# Brute Video



## phreebsd (Dec 16, 2004)

Had this video saved from bbertram.com which is no longer up 

It's a lot longer.. this is just the first part I cut out that plays until My Last Serenade is over.

I'll post the others when I get them done shortly.

KSE-Brute750 on Vimeo


----------



## Yesterday (Jan 2, 2009)

:rockn:


----------



## Kurly (Feb 25, 2009)

Awesome video dude.


----------



## w8tnonu22 (Feb 3, 2009)

Sure is a lot of wheel spin coming from the front wheels.


----------



## Metal Man (Dec 17, 2008)

Yep i remember those videos. That guys vids is one on the reasons i bought a Brute.


----------



## kawa650 (Dec 19, 2008)

I cant see it

For some reason I cant see any vids:thinking:

Edit : Had to restart computer, can see now

Cool vid!!!


----------



## muddy-one (Mar 3, 2009)

Great vid. He had the wheel speed up for sure.


----------



## phreebsd (Dec 16, 2004)

Metal Man said:


> Yep i remember those videos. That guys vids is one on the reasons i bought a Brute.


Me too


----------



## TX4PLAY (Jan 18, 2009)

Cool video


----------



## BEASTBRUTE (Mar 26, 2009)

awesome video.:rockn:


----------



## rubiconrider (Aug 26, 2009)

wow! small world. this guys live up here in canada about 45mins away from me. i have never met him but know of him. he is pretty big in the quadding community. hes got a mudpro with 30 backs now.

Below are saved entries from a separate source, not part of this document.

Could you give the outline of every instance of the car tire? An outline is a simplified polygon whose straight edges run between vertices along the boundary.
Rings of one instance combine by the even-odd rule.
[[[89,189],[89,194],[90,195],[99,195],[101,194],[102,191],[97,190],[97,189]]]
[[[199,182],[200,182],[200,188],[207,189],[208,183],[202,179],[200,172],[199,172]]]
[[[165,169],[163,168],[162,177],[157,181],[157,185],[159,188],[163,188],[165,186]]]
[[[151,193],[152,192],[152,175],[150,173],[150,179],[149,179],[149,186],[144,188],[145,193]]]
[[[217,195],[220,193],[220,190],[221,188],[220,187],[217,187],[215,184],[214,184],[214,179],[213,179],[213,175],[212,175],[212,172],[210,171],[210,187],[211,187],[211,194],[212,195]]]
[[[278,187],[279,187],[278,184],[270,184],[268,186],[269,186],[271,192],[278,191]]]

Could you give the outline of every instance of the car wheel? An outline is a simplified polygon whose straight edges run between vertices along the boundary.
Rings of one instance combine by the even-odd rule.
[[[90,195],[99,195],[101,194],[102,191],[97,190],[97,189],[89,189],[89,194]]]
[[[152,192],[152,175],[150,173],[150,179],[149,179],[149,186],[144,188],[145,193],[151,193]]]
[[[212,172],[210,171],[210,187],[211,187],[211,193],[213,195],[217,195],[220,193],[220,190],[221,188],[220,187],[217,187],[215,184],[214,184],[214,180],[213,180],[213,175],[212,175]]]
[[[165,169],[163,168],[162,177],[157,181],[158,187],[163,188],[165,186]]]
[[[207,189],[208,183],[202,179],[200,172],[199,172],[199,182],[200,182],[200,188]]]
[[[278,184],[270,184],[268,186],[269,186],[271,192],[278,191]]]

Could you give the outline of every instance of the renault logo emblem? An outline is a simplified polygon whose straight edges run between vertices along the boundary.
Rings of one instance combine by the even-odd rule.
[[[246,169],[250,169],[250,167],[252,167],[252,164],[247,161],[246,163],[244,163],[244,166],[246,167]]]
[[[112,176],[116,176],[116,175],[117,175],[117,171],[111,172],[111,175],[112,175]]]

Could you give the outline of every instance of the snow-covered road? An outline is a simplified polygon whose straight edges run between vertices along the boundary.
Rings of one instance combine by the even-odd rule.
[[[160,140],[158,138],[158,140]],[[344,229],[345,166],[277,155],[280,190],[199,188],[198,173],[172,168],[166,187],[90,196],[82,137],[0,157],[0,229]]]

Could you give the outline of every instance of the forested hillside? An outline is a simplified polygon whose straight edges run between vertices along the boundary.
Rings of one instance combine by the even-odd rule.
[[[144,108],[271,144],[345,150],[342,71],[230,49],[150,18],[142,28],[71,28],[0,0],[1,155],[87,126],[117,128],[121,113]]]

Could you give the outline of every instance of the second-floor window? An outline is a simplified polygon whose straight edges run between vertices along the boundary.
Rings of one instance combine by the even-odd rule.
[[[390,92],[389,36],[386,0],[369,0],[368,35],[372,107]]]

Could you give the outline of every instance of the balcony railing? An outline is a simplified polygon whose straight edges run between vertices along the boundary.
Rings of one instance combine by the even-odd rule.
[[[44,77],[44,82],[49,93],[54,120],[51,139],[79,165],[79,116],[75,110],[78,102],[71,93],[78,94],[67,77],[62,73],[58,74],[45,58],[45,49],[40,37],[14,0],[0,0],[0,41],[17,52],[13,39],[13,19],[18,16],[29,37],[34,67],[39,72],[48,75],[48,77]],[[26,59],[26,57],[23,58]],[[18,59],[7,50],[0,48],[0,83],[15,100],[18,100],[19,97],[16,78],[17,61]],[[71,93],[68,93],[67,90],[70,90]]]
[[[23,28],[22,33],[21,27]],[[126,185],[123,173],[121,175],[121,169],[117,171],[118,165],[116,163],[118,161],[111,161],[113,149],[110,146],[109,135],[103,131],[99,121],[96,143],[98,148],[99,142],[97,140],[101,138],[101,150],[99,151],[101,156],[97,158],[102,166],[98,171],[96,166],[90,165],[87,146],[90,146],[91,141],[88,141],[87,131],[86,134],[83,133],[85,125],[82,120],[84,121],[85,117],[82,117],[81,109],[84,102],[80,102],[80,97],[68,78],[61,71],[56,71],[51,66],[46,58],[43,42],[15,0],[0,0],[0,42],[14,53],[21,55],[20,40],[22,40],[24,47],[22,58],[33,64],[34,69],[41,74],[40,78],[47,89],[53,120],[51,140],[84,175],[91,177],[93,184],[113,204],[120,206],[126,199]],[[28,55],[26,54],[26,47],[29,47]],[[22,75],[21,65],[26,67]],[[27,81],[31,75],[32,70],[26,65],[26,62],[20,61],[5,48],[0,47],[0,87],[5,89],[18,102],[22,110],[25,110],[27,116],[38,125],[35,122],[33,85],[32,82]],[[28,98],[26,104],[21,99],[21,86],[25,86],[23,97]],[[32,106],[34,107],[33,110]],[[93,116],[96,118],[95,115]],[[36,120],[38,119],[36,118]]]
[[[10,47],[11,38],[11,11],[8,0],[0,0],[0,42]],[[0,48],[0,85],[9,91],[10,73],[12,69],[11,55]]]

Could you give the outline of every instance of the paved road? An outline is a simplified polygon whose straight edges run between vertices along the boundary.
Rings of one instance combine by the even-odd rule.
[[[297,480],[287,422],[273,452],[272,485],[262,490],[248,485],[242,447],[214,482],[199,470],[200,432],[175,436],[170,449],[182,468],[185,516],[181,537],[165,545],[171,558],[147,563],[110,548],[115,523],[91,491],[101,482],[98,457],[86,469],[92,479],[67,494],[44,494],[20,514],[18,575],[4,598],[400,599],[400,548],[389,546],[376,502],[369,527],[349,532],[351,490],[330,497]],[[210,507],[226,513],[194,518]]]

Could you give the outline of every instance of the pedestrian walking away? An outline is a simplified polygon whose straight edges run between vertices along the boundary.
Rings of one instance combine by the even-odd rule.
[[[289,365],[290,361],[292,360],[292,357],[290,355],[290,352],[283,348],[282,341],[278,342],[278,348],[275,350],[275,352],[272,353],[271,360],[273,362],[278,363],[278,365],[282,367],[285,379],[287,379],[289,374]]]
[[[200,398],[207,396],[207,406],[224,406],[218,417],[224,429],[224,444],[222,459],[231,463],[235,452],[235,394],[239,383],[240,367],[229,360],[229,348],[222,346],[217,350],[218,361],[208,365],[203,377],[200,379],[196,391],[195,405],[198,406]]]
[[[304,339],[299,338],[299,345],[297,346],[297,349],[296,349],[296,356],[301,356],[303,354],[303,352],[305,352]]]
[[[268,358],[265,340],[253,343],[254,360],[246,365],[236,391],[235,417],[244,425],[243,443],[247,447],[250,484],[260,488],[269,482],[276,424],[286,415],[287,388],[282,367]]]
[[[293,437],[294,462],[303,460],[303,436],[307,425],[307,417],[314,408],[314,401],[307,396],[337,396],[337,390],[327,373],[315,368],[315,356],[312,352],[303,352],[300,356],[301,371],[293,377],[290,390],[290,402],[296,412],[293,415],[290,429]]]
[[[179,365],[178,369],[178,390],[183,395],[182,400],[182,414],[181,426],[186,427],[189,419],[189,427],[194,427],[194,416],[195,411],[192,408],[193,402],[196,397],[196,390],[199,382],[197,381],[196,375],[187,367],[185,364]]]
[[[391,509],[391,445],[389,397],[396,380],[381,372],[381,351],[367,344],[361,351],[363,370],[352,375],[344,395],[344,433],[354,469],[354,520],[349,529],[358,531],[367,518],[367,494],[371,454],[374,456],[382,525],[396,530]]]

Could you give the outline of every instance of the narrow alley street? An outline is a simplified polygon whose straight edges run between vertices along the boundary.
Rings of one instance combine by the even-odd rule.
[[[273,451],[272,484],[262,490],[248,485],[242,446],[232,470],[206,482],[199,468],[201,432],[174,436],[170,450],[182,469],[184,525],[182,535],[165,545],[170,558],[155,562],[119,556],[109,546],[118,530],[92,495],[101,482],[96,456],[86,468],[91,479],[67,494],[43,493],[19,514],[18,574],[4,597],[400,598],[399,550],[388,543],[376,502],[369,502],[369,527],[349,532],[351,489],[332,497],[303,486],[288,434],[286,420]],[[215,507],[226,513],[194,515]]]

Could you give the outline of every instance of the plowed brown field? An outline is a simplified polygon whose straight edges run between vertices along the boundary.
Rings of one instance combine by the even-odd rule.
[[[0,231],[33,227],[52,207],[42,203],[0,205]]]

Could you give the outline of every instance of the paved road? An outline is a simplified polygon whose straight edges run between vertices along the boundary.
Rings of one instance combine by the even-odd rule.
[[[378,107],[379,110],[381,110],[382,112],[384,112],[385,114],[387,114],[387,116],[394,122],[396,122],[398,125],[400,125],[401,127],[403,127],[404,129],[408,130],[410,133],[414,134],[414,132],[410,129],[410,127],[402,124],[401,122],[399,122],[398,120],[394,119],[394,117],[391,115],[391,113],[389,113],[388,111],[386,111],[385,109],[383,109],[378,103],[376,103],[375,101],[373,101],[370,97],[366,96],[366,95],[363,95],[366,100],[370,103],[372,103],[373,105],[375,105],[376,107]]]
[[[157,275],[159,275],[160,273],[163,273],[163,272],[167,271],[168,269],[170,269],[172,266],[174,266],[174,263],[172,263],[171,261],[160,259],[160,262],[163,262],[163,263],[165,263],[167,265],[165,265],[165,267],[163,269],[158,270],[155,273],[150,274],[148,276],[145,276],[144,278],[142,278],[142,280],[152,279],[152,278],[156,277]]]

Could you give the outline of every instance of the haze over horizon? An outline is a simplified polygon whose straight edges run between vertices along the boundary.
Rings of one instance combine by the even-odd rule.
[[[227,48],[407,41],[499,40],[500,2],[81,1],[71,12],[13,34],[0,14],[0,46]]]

That is how we roll up here in the great white north. lol.

P.S. Great song!


----------



## rmax (Nov 21, 2009)

loved the snow, i miss it sometimes living in s miss. , but will load up the brute an head for ne ar. when they get a good dusting


----------



## Mudforce (Dec 11, 2009)

Ah yes bbertam also the reason I bought a brute! He is a wicked rider and a great person to talk to and to deal with. He is now riding a mudpro as mention and is also a member of trackshare.com. Great guy!


----------



## Polaris425 (Dec 16, 2004)

wonder why he let his site die... I watched ALL of his videos at one point haha..


----------



## rowdy-outty (Jul 28, 2010)

Im guessing none of you old guys now how to "let it eat"


----------



## 650Brute (Dec 18, 2008)

:rockn:


----------



## swampthing (May 2, 2010)

LOVE bbertram videos.....that dude can ride! a shame his site is gone :-(


----------



## 08GreenBrute (Jul 13, 2009)

good vid


----------



## brute21 (Mar 12, 2010)

whats the name of that song


----------



## rubiconrider (Aug 26, 2009)

the song is my last serenade by killswitch engage. 

he has a chanel on youtube with tons of his videos. i believe his user name on there is, yup you guessed it, bbertram.

edit: the chanel is bbertram2


----------



## Roboquad (Sep 8, 2009)

like the music. 2wd would have been better


----------



## Stogi (Feb 24, 2010)

Boy.....That video brings some "Forum Flashbacks"


----------